Quant on commence à remplacer l’argumentation et le débat par la violence, on finit toujours par brûler des livres et jeter des gens en prison. C’est la mécanique implacable du fascisme…
Accuser l’écologie d’être « punitive » est une manière de faire oublier que ce qui est réellement et monstrueusement punitif, c’est d’avoir fait disparaître 80% des insectes, plus de la moitié des oiseaux, de ratiboiser les forêts, de minéraliser les sols, d’accélérer l’érosion, d’empoisonner l’eau, de faire pousser les cancers, et on en passe. On ne dira jamais assez que les agriculteurs, ces nouveaux « damnés de la terre », sont les premières victimes d’une situation dont ils ne sont pas les auteurs, mais les agents contraints et forcés. Il y a à ce propos quelque chose de profondément attristant à voir les premières victimes de l’agro-industrie mondialisée se mobiliser pour défendre bec et ongles leurs bourreaux, pour faire perdurer le système qui les enchaîne par la dette, les enferme dans des modes de production aussi mortifères pour eux et pour nous qu’ils sont fricogènes pour d’autres, les culpabilise en permanence et maintient l’écrasante majorité d’entre eux dans la précarité. Ce système agro-industriel mondialisé est d’une grande perversité. Il canalise à son profit la grande et juste colère dont il est la seule véritable cause. Il pervertit l’idée même du combat syndical (celui qui défend les exploités contre les exploiteurs) en mettant des syndicats à sa botte. Il dispose de ses milices en tracteurs et envoie punir les voix qui s’élèvent contre lui à grands seaux de paille et de fumier. Il pousse les élus et les pouvoirs locaux à la veulerie, écrase toute velléité de penser des modèles différents, interdit toute remise en cause sérieuse et argumentée. Quant on commence à remplacer l’argumentation et le débat par la violence, on finit toujours par brûler des livres et jeter des gens en prison.
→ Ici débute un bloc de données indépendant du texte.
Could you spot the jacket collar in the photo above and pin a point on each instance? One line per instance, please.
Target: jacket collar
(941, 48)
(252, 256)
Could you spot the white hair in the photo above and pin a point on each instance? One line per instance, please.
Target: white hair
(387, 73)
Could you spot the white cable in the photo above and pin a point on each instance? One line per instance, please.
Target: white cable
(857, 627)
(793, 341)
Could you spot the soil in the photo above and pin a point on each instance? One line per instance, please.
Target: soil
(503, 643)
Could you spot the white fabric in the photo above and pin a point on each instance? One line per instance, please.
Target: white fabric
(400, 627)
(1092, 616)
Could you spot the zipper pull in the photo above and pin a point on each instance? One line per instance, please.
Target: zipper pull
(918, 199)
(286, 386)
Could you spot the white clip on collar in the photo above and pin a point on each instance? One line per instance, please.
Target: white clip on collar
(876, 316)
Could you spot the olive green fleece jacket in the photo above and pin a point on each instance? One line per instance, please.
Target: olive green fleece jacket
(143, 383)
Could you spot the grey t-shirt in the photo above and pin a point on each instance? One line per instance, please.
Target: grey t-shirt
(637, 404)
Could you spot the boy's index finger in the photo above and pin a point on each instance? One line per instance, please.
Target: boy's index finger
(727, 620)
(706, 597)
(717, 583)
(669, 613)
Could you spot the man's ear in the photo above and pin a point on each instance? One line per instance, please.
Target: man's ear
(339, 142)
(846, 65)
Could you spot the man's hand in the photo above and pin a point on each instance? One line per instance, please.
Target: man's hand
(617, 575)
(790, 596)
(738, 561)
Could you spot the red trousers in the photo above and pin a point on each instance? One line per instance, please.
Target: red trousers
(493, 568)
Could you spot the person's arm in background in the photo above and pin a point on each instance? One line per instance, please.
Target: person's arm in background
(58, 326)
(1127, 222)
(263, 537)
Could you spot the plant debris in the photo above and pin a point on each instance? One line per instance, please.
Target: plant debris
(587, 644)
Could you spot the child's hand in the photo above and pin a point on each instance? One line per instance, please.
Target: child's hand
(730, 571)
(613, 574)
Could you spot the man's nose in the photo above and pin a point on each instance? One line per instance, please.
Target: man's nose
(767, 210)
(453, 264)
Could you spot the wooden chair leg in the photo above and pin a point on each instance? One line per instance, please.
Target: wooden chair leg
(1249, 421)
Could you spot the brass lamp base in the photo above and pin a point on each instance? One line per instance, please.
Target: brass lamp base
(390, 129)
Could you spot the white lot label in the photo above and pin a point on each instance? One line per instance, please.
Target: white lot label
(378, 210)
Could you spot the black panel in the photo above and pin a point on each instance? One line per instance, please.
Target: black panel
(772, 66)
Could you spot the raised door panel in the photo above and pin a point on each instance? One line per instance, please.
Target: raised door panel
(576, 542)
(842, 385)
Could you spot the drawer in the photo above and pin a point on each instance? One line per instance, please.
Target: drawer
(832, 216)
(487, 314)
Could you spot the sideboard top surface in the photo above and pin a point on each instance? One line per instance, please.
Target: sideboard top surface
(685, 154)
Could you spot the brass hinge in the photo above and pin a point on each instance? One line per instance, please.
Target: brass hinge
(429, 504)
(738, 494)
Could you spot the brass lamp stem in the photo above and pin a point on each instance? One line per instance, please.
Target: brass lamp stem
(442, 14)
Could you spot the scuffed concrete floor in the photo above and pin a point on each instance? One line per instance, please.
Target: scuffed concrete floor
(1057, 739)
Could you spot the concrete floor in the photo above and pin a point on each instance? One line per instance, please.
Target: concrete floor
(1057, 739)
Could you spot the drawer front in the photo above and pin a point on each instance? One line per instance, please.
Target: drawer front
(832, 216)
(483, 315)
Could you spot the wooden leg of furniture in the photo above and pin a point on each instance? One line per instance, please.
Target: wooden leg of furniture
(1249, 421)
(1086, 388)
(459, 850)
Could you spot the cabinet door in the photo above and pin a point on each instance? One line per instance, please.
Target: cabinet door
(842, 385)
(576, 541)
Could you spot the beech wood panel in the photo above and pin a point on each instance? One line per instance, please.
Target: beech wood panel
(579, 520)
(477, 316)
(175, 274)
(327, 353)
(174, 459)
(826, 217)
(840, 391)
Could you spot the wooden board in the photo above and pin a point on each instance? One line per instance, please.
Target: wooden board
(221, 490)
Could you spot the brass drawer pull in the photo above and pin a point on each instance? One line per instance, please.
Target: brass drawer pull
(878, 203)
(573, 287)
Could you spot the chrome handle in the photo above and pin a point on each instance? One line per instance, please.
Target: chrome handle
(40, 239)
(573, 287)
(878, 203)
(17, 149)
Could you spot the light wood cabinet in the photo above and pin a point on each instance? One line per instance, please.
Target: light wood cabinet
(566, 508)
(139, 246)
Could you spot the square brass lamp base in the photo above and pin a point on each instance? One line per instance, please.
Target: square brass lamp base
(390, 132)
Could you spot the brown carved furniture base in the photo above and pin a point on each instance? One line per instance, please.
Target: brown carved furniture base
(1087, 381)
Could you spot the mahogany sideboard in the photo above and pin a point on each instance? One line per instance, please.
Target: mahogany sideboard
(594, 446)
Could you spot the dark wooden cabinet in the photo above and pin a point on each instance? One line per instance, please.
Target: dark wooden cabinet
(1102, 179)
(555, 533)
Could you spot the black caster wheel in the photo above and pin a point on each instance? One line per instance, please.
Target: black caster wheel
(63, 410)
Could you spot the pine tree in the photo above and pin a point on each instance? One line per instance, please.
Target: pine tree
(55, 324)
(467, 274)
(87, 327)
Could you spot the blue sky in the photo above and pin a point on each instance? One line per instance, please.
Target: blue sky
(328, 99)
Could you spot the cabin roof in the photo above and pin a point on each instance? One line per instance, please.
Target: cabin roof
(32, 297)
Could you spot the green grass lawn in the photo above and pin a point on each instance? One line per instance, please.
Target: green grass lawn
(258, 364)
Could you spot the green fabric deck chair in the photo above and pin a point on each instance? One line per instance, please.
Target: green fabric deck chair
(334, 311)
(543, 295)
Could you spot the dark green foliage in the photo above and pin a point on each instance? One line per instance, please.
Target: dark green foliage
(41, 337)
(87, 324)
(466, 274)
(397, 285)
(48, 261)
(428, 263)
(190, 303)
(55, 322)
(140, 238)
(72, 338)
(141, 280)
C’est la mécanique implacable du fascisme.
Les agriculteurs, répétons-le une fois encore, ne sont pas le problème, ils sont la solution. Beaucoup le pressentent et de plus en plus le savent. Ceux qui voient dans cette façon de penser une marque de mépris à leur encontre se trompent et trompent le monde. Toute cette belle énergie et cette agressivité devraient être orientées vers des objectifs utiles à tous plutôt que pour préserver les intérêts de quelques uns. Comment libérer les agriculteurs du piège agro-industriel dont ils sont prisonniers? Comment passer, non pas demain, un jour, mais maintenant, tout de suite, à des modes de production respectueux de l’environnement et de la santé? Comment opérer ces changements en protégeant d’abord les intérêts des agriculteurs eux-mêmes? Comment modifier les circuits de l’argent pour que la richesse produite soit plus équitablement répartie? Les réponses à ces questions sont extrêmement dérangeantes pour ceux qui aujourd’hui profitent grassement du système, plutôt très peu nombreux mais très aptes à défendre leurs intérêts par tous les moyens.
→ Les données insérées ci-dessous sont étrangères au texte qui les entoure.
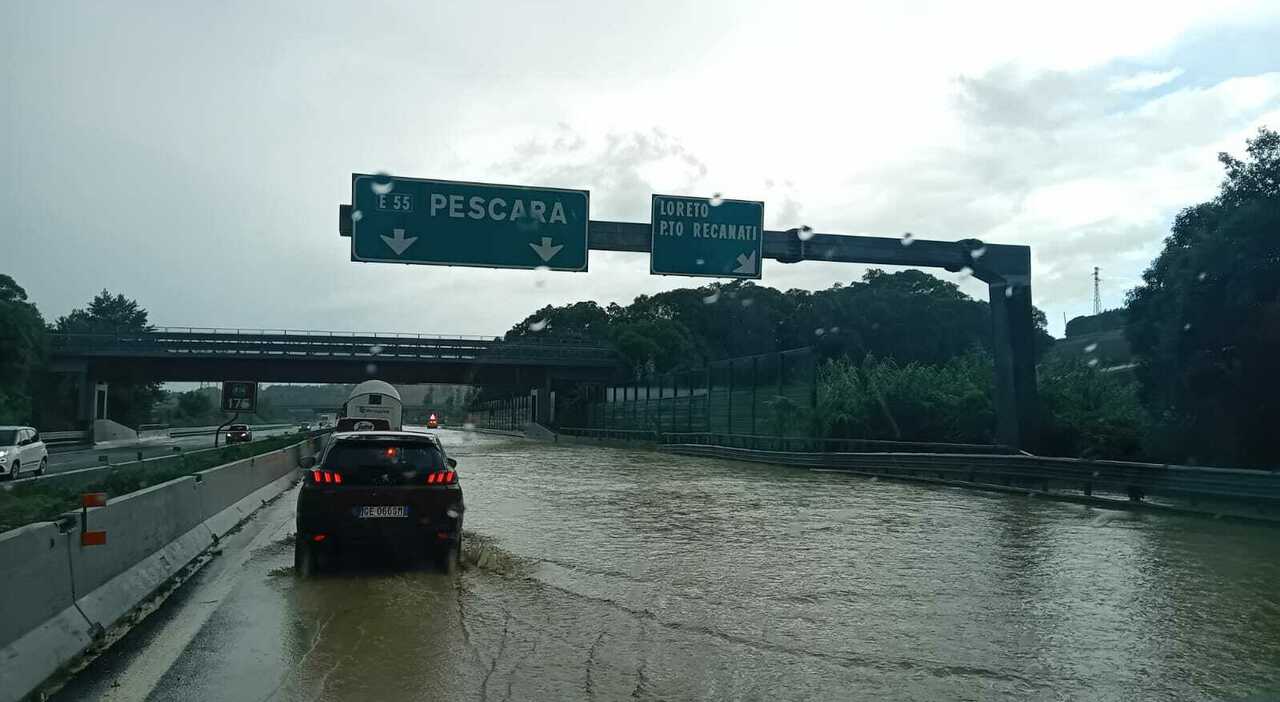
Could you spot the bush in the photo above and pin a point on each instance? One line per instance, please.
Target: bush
(1089, 413)
(883, 400)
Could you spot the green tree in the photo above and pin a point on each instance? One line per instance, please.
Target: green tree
(1205, 324)
(129, 404)
(24, 342)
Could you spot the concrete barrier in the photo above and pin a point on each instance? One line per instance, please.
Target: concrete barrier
(40, 625)
(59, 596)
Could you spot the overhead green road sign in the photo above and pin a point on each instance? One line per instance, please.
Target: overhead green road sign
(415, 220)
(703, 236)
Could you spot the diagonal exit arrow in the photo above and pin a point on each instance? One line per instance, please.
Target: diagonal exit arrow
(398, 242)
(545, 251)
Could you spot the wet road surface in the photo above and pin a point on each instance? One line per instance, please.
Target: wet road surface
(60, 461)
(609, 574)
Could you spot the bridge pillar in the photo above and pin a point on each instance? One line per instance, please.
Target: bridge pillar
(1014, 350)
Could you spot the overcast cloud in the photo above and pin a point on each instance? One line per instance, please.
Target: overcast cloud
(192, 156)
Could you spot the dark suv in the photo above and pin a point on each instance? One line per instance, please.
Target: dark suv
(379, 491)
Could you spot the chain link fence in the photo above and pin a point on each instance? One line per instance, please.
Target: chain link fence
(769, 393)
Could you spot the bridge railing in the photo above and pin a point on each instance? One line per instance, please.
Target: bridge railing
(286, 342)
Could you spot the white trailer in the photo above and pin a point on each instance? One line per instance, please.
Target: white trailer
(375, 400)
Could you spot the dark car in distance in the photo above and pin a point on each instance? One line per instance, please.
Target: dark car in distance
(389, 492)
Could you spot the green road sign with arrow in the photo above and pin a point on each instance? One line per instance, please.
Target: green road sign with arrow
(707, 236)
(415, 220)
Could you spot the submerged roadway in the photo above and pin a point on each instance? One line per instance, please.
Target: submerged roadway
(599, 573)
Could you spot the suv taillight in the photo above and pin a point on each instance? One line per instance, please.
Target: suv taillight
(330, 477)
(442, 478)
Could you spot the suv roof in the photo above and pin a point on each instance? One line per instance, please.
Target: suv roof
(388, 436)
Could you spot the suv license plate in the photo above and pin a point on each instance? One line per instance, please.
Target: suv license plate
(383, 511)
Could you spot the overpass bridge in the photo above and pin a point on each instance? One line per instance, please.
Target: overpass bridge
(193, 354)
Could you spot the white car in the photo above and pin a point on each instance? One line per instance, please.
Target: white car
(21, 450)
A l’heure où ces lignes sont écrites, la pétition « Non à la loi Duplomb — Pour la santé, la sécurité, l’intelligence collective » déposée par Eléonore Pattery sur la plateforme des pétitions de l’Assemblée nationale, est en passe d’atteindre le million de signatures. Cette pétition n’est évidemment pas un acte dirigé contre les agriculteurs. Elle dit une chose toute simple et urgente: il est grand temps de faire primer la vie sur le profit, que cela plaise, ou non, aux profiteurs et à leurs milices.